Andrew Jenks is Associate Professor of History at California State University Long Beach. He specializes in the history of modern Europe, Russia, environment, and science. He published Perils of Progress (2010), a book on disasters that examines four large-scale environmental and technological tragedies in the twentieth century. His most recent book (The Cosmonaut Who Couldn’t Stop Smiling: the Life and Legend of Yuri Gagarin) explores modern Soviet and Russian history through the life and times of the first man in space, Yuri Gagarin. His recent research has led him into the archives of NASA courtesy of a grant from NASA and the American Historical Association. He is examining the period of the late Cold War and détente through the history of joint manned space flight missions, beginning with the Apollo-Soyuz space venture of 1975.
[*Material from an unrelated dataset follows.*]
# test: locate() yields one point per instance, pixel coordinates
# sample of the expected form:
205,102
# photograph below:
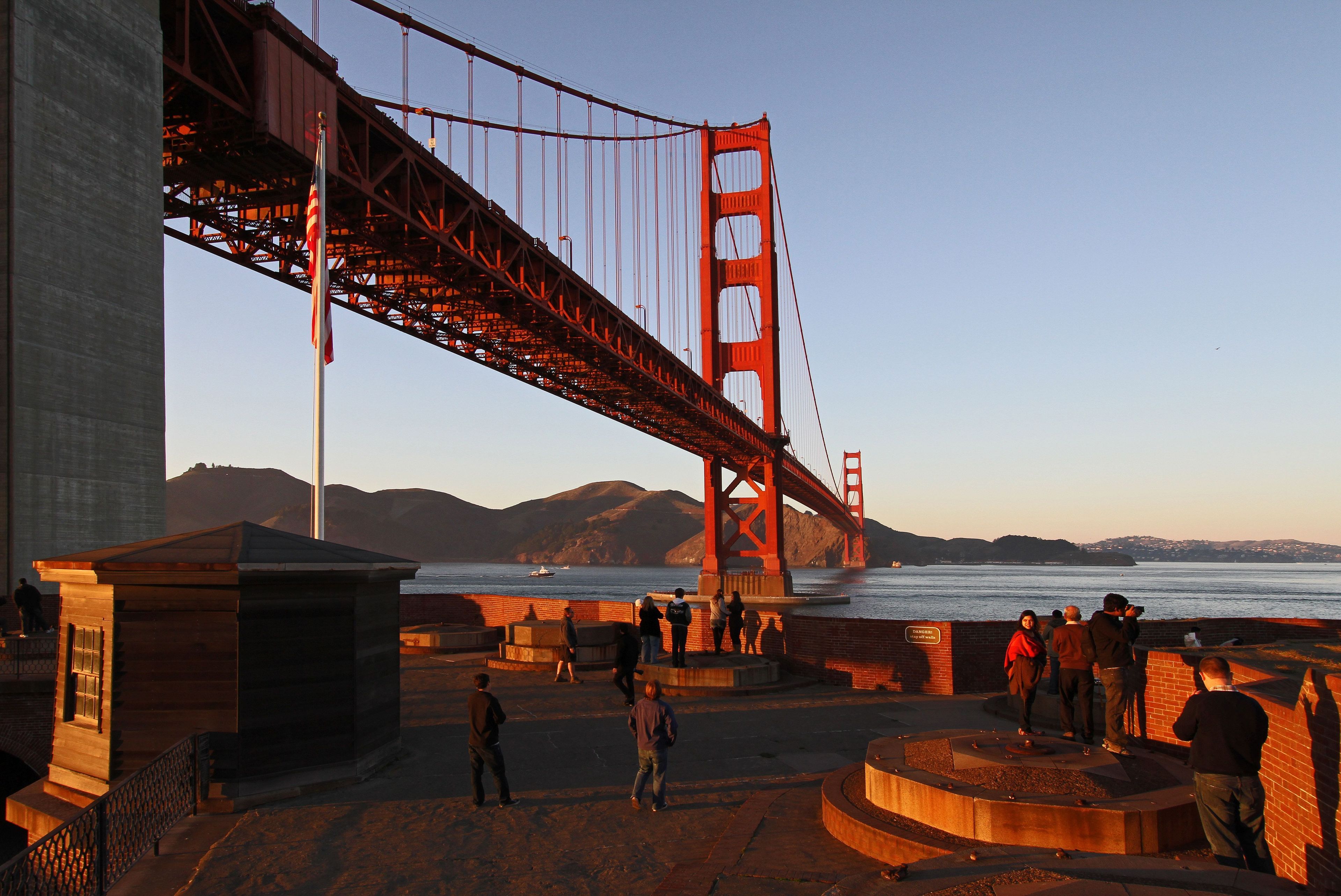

Lewis Siegelbaum is Jack & Margaret Sweet Professor of History at Michigan State University. He has been teaching Russian and European history at Michigan State University for more than a quarter of a century. He migrated from labor history to the history of consumption and material culture in the Soviet Union with some digressions along the way, and in the process shifted his attention from the Stalin era to the late Soviet period. He is co-author of the award-winning website Seventeen Moments in Soviet History and his book, Cars for Comrades: The Life of the Soviet Automobile (Cornell, 2008), was awarded two prizes by the American Association for the Advancement of Slavic Studies. In 2011, he was appointed the Jack and Margaret Sweet Professor of History, a Russian edition of Cars for Comrades was published by ROSSPEN in Moscow, and The Socialist Car: Automobility in the Eastern Bloc, a collection of 11 essays that he edited, was published by Cornell University Press. He also became editor-in-chief of REGION, a new journal based in Seoul, South Korea devoted to Russia and the former Eastern Bloc.
Roshanna Sylvester received her PD in Russian history at Yale University and is now an Associate Professor of History at DePaul University in Chicago. She is the author of Tales of Old Odessa: Crime and Civility in a City of Thieves (Northern Illinois University Press, 2005) and is currently at work on a monograph, Stargazing: Schoolgirls, Science, and Technology in Cold War America and the Soviet Union. Her recent articles include, “‘Let’s Find Out Where the Cosmonaut School Is’: Soviet Girls and Cosmic Enthusiasm in the Aftermath of Tereshkova,” in Soviet Space Culture: Cosmic Enthusiasm in Socialist Societies, eds. Eva Mauer, Julia Richers, Monica Rüthers, and Carmen Scheide (2011); and “She Orbits Over the Sex Barrier: Soviet Girls and the Tereshkova Moment,” in Into the Cosmos: Space Exploration and Soviet Culture, eds. James T. Andrews and Asif A. Siddiqi (2011)
I am Professor of History at Fordham University. I am on leave in 2013-2014 as the Charles A. Lindbergh Chair in Aerospace History at the Smithsonian Institution.